This week the SEC released three new Compliance and Disclosure Interpretations (C&DIs) relating to Rule 147, which applies to securities that exempt from registration pursuant to Section 3(a)(11) of the Securities Act because they were offered and sold only to residents of a single state, and were issued by a company transacting business in that state. If a particular state were to adopt intrastate rules that allowed crowdfunded offerings, it could be possible for an issuer to engage in a crowdfunded offering that was exempt from federal registration as an intrastate offering pursuant to Section 3(a)(11) and permissible pursuant to the applicable state laws and regulations where the offering was conducted. The new C&DIs provide some clarification regarding the interaction between the requirement that a Section 3(a)(11) security be offered and sold only to residents within a single state and the character of a crowdfunded offering as a widely advertised event:
Section 3(a)(11) does not prohibit general advertising and solicitation, but any advertising and solicitation must be conducted in a manner consistent with the requirement that the security be offered and sold only to persons within a single state.
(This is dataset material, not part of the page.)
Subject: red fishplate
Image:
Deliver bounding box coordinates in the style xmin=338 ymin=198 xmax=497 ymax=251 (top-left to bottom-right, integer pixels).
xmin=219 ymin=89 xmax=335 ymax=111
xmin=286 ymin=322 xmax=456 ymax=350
Similarly, the use of a crowdfunding website or portal does not by itself invalidate reliance on Rule 147, as long as the portal itself implements “adequate measures” to ensure that offers and sales are made only to residents of the target state. The SEC provides that adequate measures would include, at a minimum, disclaimers relating to the availability of the offering to only residents of the target state and limiting access to information to persons who confirm through a representation or by providing address information that they are residents of the target state.
An issuer will likely be unable to use its existing social media presence or website to advertise an intra-state crowdfunded offering. Although the SEC will evaluate each instance by all of its facts and circumstances, as a general matter issuer websites and social media presence are used to provide indiscriminate communications to a broad audience, which would be inconsistent with the requirements of Rule 147 and Section 3(a)(11).